There was a certain man there who had been ill for thirty-eight years. When Jesus noticed him lying there [helpless], knowing that he had been in that condition a long time, He said to him, “Do you want to get well?” – John 5:5-6

In the past 20 years, I have battled iritis, arthritis of the eye.  Until the last 2 years, I endured periods of pain and discomfort.  Yet, today my vision is fading in my right eye.  Its sad to say, but I’ve accepted poor vision as a normal way of life.  Deep down, I want to believe that a miracle is possible based upon the 2 passages above.  However, maintaining the resolve of the woman with a bleeding disorder is tough to do.  Perhaps, some of you have a similar issue, crippled by an emotional, physical or spiritual ailment.  Instead of accepting your condition as the new normal, faith can help you rise above the mountains in front of you.  Therefore, don’t go down without a fight, wrestling with God in prayer.  You may have to wait 12 or 38 years to receive answers, but if you battle like the persistent widow, Luke 18:1-8, there is a chance for a miracle to touch your life.

by Jay Mankus

Friends Along the Way

As a child, there was nothing like a sleep over, especially if it meant going away with a friend or neighbor’s family.  High school brought class trips, spending a day or weekend on a field trip.  College introduced the concept of road trips, going some where at the spur of a moment, chilling and hanging with buddies.  For those who marry, weddings result in Honeymoons and if kids arrive, family vacations in the future.  Ultimately, as you go through life alone or with a significant other, each day serves as an opportunity to become friends along the way.

After this, Jesus traveled about from one town and village to another, proclaiming the good news of the kingdom of God. The Twelve were with him, Luke 8:1.

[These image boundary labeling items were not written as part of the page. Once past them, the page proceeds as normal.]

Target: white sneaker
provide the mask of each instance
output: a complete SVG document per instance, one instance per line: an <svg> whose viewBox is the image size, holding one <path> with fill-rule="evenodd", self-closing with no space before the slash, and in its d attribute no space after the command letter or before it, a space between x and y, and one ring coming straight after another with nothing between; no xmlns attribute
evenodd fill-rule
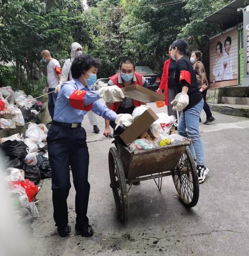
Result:
<svg viewBox="0 0 249 256"><path fill-rule="evenodd" d="M200 184L202 183L206 178L206 176L208 175L209 170L205 167L202 168L201 167L199 167L197 168L197 170L198 171L199 183Z"/></svg>

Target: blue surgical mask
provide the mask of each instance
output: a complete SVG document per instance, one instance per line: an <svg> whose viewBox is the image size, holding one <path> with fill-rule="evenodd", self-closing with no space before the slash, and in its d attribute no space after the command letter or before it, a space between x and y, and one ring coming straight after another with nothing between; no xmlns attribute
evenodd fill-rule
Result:
<svg viewBox="0 0 249 256"><path fill-rule="evenodd" d="M87 73L87 72L86 73ZM93 74L90 74L88 73L87 73L87 74L89 75L88 79L85 79L82 74L81 76L82 76L82 77L84 79L86 85L87 85L87 86L92 86L97 81L97 75Z"/></svg>
<svg viewBox="0 0 249 256"><path fill-rule="evenodd" d="M126 81L128 82L133 78L133 73L126 74L125 73L121 72L121 77Z"/></svg>

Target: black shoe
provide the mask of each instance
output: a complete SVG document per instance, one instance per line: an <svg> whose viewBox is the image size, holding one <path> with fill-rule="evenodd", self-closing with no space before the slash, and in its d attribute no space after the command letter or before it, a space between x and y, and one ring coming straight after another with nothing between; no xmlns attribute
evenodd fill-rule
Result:
<svg viewBox="0 0 249 256"><path fill-rule="evenodd" d="M67 225L56 225L57 227L57 231L61 237L66 236L71 231L71 227Z"/></svg>
<svg viewBox="0 0 249 256"><path fill-rule="evenodd" d="M95 133L98 133L100 131L97 126L93 126L93 130Z"/></svg>
<svg viewBox="0 0 249 256"><path fill-rule="evenodd" d="M206 121L203 123L203 124L209 124L210 123L213 122L215 120L215 118L214 117L211 116L211 117L207 118Z"/></svg>
<svg viewBox="0 0 249 256"><path fill-rule="evenodd" d="M132 185L135 185L135 186L138 186L138 185L140 185L140 181L138 181L137 182L134 182L134 183L132 183Z"/></svg>
<svg viewBox="0 0 249 256"><path fill-rule="evenodd" d="M93 234L93 229L92 226L88 224L85 226L82 227L79 227L77 226L77 224L75 225L75 229L79 233L85 237L88 237Z"/></svg>

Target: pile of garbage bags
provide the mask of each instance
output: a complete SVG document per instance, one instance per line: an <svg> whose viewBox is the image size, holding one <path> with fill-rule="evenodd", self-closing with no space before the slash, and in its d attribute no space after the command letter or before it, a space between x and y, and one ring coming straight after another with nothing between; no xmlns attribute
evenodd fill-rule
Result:
<svg viewBox="0 0 249 256"><path fill-rule="evenodd" d="M133 122L149 108L144 106L135 108L132 114ZM189 141L188 139L175 133L171 134L173 126L177 126L175 116L169 116L164 113L159 113L156 115L159 118L151 125L147 130L141 134L139 138L129 145L130 150L132 151L147 150ZM114 130L113 137L117 143L125 145L120 135L127 126L122 124Z"/></svg>
<svg viewBox="0 0 249 256"><path fill-rule="evenodd" d="M14 92L10 86L0 88L0 128L15 129L24 122L41 123L38 114L44 111L42 103L22 91Z"/></svg>
<svg viewBox="0 0 249 256"><path fill-rule="evenodd" d="M11 198L16 208L34 209L29 203L37 193L41 179L51 178L45 125L31 123L26 138L17 133L0 138L0 150L3 155L3 174Z"/></svg>

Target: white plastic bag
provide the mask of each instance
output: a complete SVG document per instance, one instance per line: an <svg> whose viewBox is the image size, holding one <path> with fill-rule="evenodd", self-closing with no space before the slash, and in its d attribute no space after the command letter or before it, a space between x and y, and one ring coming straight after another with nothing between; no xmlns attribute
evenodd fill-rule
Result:
<svg viewBox="0 0 249 256"><path fill-rule="evenodd" d="M16 128L15 122L12 119L0 118L0 128L1 129L15 129Z"/></svg>
<svg viewBox="0 0 249 256"><path fill-rule="evenodd" d="M38 152L38 148L37 145L35 143L34 139L32 138L26 138L24 140L23 142L29 147L30 153Z"/></svg>
<svg viewBox="0 0 249 256"><path fill-rule="evenodd" d="M47 137L41 128L35 123L29 125L25 135L26 137L34 139L36 142L41 142L46 140Z"/></svg>
<svg viewBox="0 0 249 256"><path fill-rule="evenodd" d="M49 131L49 130L48 130L48 128L46 128L46 125L44 124L44 123L39 123L38 125L39 126L40 128L41 128L41 129L42 129L42 131L45 134L48 134L48 132Z"/></svg>
<svg viewBox="0 0 249 256"><path fill-rule="evenodd" d="M166 113L156 114L159 118L150 126L148 132L154 138L163 138L166 134L169 134L173 124L175 123L176 118L173 116L168 116Z"/></svg>
<svg viewBox="0 0 249 256"><path fill-rule="evenodd" d="M157 148L155 143L147 139L137 139L129 145L129 148L132 151L147 150Z"/></svg>
<svg viewBox="0 0 249 256"><path fill-rule="evenodd" d="M8 168L5 172L7 176L7 181L23 181L24 179L24 171L16 168Z"/></svg>
<svg viewBox="0 0 249 256"><path fill-rule="evenodd" d="M15 116L12 118L17 126L23 126L24 125L24 118L22 111L18 108L13 104L10 105L8 107L15 113Z"/></svg>
<svg viewBox="0 0 249 256"><path fill-rule="evenodd" d="M26 149L26 151L28 154L26 155L26 157L25 158L22 159L22 161L27 165L29 166L36 165L36 164L37 163L37 160L36 157L37 155L38 155L38 153L37 152L33 152L32 153L29 148Z"/></svg>
<svg viewBox="0 0 249 256"><path fill-rule="evenodd" d="M22 140L22 134L20 135L19 133L14 134L10 137L6 137L4 138L0 138L0 144L2 144L7 140Z"/></svg>
<svg viewBox="0 0 249 256"><path fill-rule="evenodd" d="M29 198L23 187L15 184L11 187L10 192L16 206L18 208L26 208L28 206Z"/></svg>

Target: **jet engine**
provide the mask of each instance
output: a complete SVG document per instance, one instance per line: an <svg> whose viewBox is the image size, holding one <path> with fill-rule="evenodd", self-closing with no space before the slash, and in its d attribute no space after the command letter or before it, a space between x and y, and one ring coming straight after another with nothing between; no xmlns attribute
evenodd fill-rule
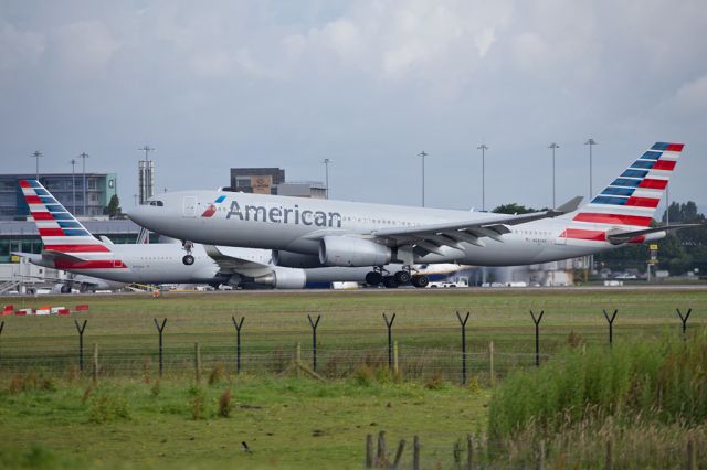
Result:
<svg viewBox="0 0 707 470"><path fill-rule="evenodd" d="M307 284L304 269L277 269L253 278L253 282L275 289L302 289Z"/></svg>
<svg viewBox="0 0 707 470"><path fill-rule="evenodd" d="M325 236L319 242L319 261L326 266L383 266L391 249L365 238Z"/></svg>
<svg viewBox="0 0 707 470"><path fill-rule="evenodd" d="M320 268L319 257L317 255L303 255L300 253L283 252L282 249L273 249L273 264L284 268Z"/></svg>

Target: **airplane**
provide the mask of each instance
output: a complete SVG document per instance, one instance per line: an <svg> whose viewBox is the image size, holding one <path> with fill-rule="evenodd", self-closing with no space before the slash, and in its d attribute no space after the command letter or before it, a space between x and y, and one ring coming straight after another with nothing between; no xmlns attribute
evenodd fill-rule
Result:
<svg viewBox="0 0 707 470"><path fill-rule="evenodd" d="M150 199L128 216L182 241L273 250L278 266L369 266L366 280L420 287L415 264L517 266L595 254L663 238L689 225L651 227L683 143L656 142L588 204L505 215L309 200L223 191L182 191ZM384 265L401 264L392 275Z"/></svg>
<svg viewBox="0 0 707 470"><path fill-rule="evenodd" d="M214 287L223 284L279 289L299 289L307 284L362 282L368 273L366 268L273 266L270 250L210 245L194 245L193 260L184 265L180 263L179 244L116 245L106 237L95 238L39 181L20 180L19 183L44 246L41 254L14 254L39 266L109 282ZM85 278L80 280L96 284L96 288L102 285Z"/></svg>

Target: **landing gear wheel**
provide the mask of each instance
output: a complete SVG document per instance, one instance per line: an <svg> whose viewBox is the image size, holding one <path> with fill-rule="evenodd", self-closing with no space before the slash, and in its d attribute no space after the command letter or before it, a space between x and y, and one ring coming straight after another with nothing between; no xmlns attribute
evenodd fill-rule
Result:
<svg viewBox="0 0 707 470"><path fill-rule="evenodd" d="M398 288L398 282L395 282L395 278L393 276L383 276L383 286L389 289Z"/></svg>
<svg viewBox="0 0 707 470"><path fill-rule="evenodd" d="M410 273L405 270L395 273L393 277L395 278L395 282L400 285L410 282Z"/></svg>
<svg viewBox="0 0 707 470"><path fill-rule="evenodd" d="M411 279L411 282L414 287L422 288L428 287L430 284L430 279L425 275L414 275Z"/></svg>
<svg viewBox="0 0 707 470"><path fill-rule="evenodd" d="M366 284L369 286L378 286L383 280L383 275L378 271L370 271L366 275Z"/></svg>

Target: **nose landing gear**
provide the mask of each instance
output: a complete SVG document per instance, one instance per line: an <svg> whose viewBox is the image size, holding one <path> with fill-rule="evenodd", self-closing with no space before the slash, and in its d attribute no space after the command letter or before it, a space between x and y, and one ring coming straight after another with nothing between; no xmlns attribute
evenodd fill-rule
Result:
<svg viewBox="0 0 707 470"><path fill-rule="evenodd" d="M387 273L383 275L383 273ZM411 284L414 287L422 288L428 287L430 279L422 274L412 274L410 266L403 266L402 270L397 271L393 275L389 275L382 266L374 267L372 271L366 275L366 284L369 286L378 286L382 284L388 289L394 289L399 286Z"/></svg>
<svg viewBox="0 0 707 470"><path fill-rule="evenodd" d="M187 254L181 258L181 261L187 266L193 265L194 257L191 254L191 249L194 247L193 242L187 239L181 243L181 246L183 247L184 252L187 252Z"/></svg>

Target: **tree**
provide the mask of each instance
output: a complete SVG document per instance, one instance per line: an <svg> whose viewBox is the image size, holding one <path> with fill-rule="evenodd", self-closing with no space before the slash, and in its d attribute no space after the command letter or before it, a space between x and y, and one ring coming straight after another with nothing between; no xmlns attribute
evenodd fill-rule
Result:
<svg viewBox="0 0 707 470"><path fill-rule="evenodd" d="M123 210L120 209L120 200L118 200L117 194L113 194L110 196L110 201L108 202L108 206L106 207L106 213L110 218L118 216Z"/></svg>

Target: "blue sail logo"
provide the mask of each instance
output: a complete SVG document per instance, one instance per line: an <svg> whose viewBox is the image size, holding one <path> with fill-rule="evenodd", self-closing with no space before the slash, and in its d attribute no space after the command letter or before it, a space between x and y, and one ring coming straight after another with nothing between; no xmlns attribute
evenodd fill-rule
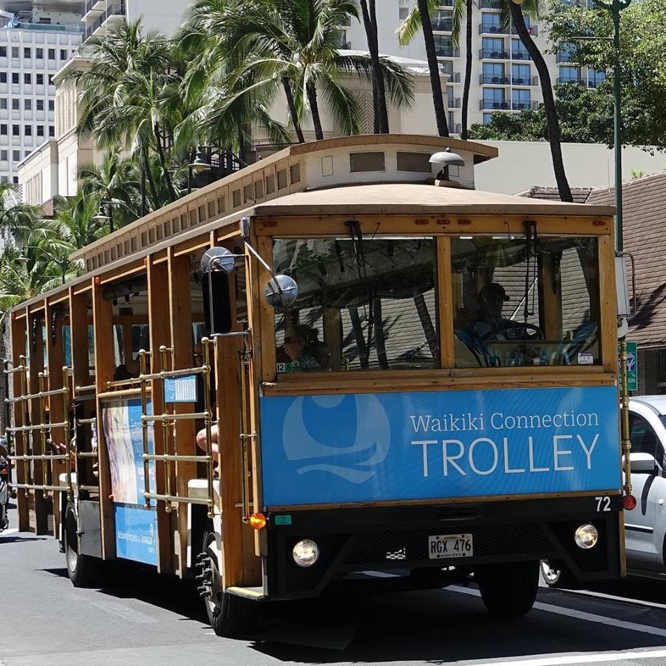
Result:
<svg viewBox="0 0 666 666"><path fill-rule="evenodd" d="M352 484L375 473L390 442L388 416L370 395L300 396L282 426L287 459L309 461L297 468L298 474L324 472Z"/></svg>

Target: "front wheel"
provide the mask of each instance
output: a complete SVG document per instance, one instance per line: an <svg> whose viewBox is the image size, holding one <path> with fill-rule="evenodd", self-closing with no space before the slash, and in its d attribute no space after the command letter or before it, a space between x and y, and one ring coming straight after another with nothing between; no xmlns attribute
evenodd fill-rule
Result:
<svg viewBox="0 0 666 666"><path fill-rule="evenodd" d="M541 561L541 578L549 588L576 586L574 574L564 565L556 565L549 560Z"/></svg>
<svg viewBox="0 0 666 666"><path fill-rule="evenodd" d="M474 579L488 612L517 617L534 605L539 587L538 562L509 562L475 570Z"/></svg>
<svg viewBox="0 0 666 666"><path fill-rule="evenodd" d="M78 529L76 512L68 504L65 515L65 557L67 574L75 588L99 587L101 581L103 561L78 552Z"/></svg>
<svg viewBox="0 0 666 666"><path fill-rule="evenodd" d="M213 631L218 636L230 638L251 628L256 602L223 591L219 555L215 532L212 524L209 524L203 535L203 552L197 560L199 590Z"/></svg>

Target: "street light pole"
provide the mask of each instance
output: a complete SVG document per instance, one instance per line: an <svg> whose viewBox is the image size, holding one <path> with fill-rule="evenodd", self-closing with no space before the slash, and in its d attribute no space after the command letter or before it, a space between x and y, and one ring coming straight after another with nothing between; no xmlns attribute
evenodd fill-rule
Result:
<svg viewBox="0 0 666 666"><path fill-rule="evenodd" d="M631 0L601 0L599 4L610 10L613 18L613 92L615 98L615 250L622 252L622 111L620 65L620 12Z"/></svg>

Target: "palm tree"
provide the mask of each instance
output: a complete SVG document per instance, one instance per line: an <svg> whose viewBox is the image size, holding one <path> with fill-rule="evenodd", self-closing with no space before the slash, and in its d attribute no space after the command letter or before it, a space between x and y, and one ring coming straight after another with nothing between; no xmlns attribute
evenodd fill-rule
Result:
<svg viewBox="0 0 666 666"><path fill-rule="evenodd" d="M80 166L77 176L84 195L108 204L110 230L139 216L140 175L130 160L123 160L119 153L108 151L99 166L94 164ZM114 209L118 211L115 220Z"/></svg>
<svg viewBox="0 0 666 666"><path fill-rule="evenodd" d="M368 40L368 50L373 62L373 107L375 110L375 134L388 133L388 110L386 107L386 90L379 62L379 46L377 31L377 13L375 0L359 0L363 25Z"/></svg>
<svg viewBox="0 0 666 666"><path fill-rule="evenodd" d="M103 38L86 41L92 65L72 69L71 79L80 90L78 132L93 137L99 146L129 148L140 159L151 191L157 187L148 169L149 155L157 153L164 168L167 190L173 200L176 191L166 168L166 140L173 128L161 112L165 89L178 82L169 71L172 54L169 42L154 31L144 33L141 19L123 22Z"/></svg>
<svg viewBox="0 0 666 666"><path fill-rule="evenodd" d="M548 126L548 142L550 144L553 171L555 172L555 181L557 183L560 198L563 201L573 201L573 197L571 196L571 188L569 187L569 181L567 180L567 174L564 170L564 161L562 159L560 123L555 109L555 98L553 95L550 74L548 71L546 61L543 59L543 56L541 55L541 52L529 34L523 15L523 11L528 14L537 15L539 10L538 0L525 0L522 9L511 0L502 0L502 2L501 8L504 24L508 24L510 18L518 37L520 37L520 41L527 50L527 53L529 53L530 58L534 61L534 67L536 67L536 71L539 74L541 92L543 96L543 108ZM508 16L506 15L507 13L509 14Z"/></svg>
<svg viewBox="0 0 666 666"><path fill-rule="evenodd" d="M438 6L439 3L437 0L418 0L416 6L407 15L407 17L398 28L397 36L399 43L404 46L409 44L419 31L422 32L425 42L428 68L430 71L430 86L432 89L432 101L434 106L437 130L441 137L447 137L449 136L449 128L446 121L446 111L444 108L439 63L435 51L435 40L432 34L432 22L431 21L432 13ZM466 134L470 85L472 80L472 0L454 0L453 30L451 33L451 41L454 46L458 46L460 42L462 17L466 11L467 12L468 40L466 53L465 87L463 94L463 131Z"/></svg>
<svg viewBox="0 0 666 666"><path fill-rule="evenodd" d="M253 85L272 82L285 87L292 121L300 124L308 108L315 135L323 139L318 95L323 94L344 133L357 133L360 110L340 79L352 74L373 78L370 58L339 51L338 26L349 15L357 17L358 9L347 0L253 0L211 17L209 27L227 35L221 44L228 57L239 62L236 76L251 72ZM391 101L398 105L411 103L411 83L406 72L386 59L380 59L380 65Z"/></svg>

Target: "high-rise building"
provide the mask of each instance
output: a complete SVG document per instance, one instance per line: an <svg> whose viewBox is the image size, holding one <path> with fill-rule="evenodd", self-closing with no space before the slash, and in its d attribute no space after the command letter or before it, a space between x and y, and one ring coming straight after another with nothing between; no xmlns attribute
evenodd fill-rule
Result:
<svg viewBox="0 0 666 666"><path fill-rule="evenodd" d="M83 3L0 4L0 181L56 134L53 77L81 42Z"/></svg>
<svg viewBox="0 0 666 666"><path fill-rule="evenodd" d="M444 91L449 130L459 134L461 122L461 99L465 80L466 31L463 19L459 43L454 44L453 3L443 0L432 16L435 49L441 71L448 80ZM563 0L568 4L583 4L588 0ZM422 35L402 47L396 31L407 17L416 0L384 0L377 12L379 52L425 60ZM379 6L379 3L378 3ZM497 0L478 0L474 3L472 83L470 88L468 122L486 123L493 111L518 113L534 108L543 101L539 77L522 42L513 26L502 26ZM548 26L525 17L525 22L548 65L552 84L572 83L595 87L604 80L603 71L579 67L570 62L570 48L561 44L556 54L546 53L552 46ZM366 49L363 24L352 19L341 31L341 44L346 49Z"/></svg>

If you use the Bible as a source, Jesus lived in relative obscurity, serving as a carpenter in Nazareth.  Single and living with his mother, Jesus wasn’t searching for a woman or seeking to build his business.  Rather, Jesus was waiting until the Holy Spirit revealed the ideal time to begin his earthly ministry.  When this moment arrived, Jesus spent a majority of his time on the road, traveling from town to town with his twelve disciples.  As people began to receive healing, experience miracles and transform their lives, a bond developed between Jesus and his followers.  I guess you can say Jesus was a model for finding friends along the way in life.

While a large crowd was gathering and people were coming to Jesus from town after town, he told the parable of the Sower, Luke 8:4.

As I look back on the past 6 years of my writing, there is only one earthly person I can credit for my progress.  Spencer Saints who has his own travel blog entitled Friends Along the Way, Friendsalongtheway.org, is the person who encouraged me to pursue a writing career.  Through the years, Spencer introduced me to a writer’s group, started his own and steered me in the right direction as I began to write movie scripts.  We all meet friends along the way in life, but few express how they feel before they are gone.  May this blog inspire you to reach out to those who have helped you along the way, especially during the bleak moments in life.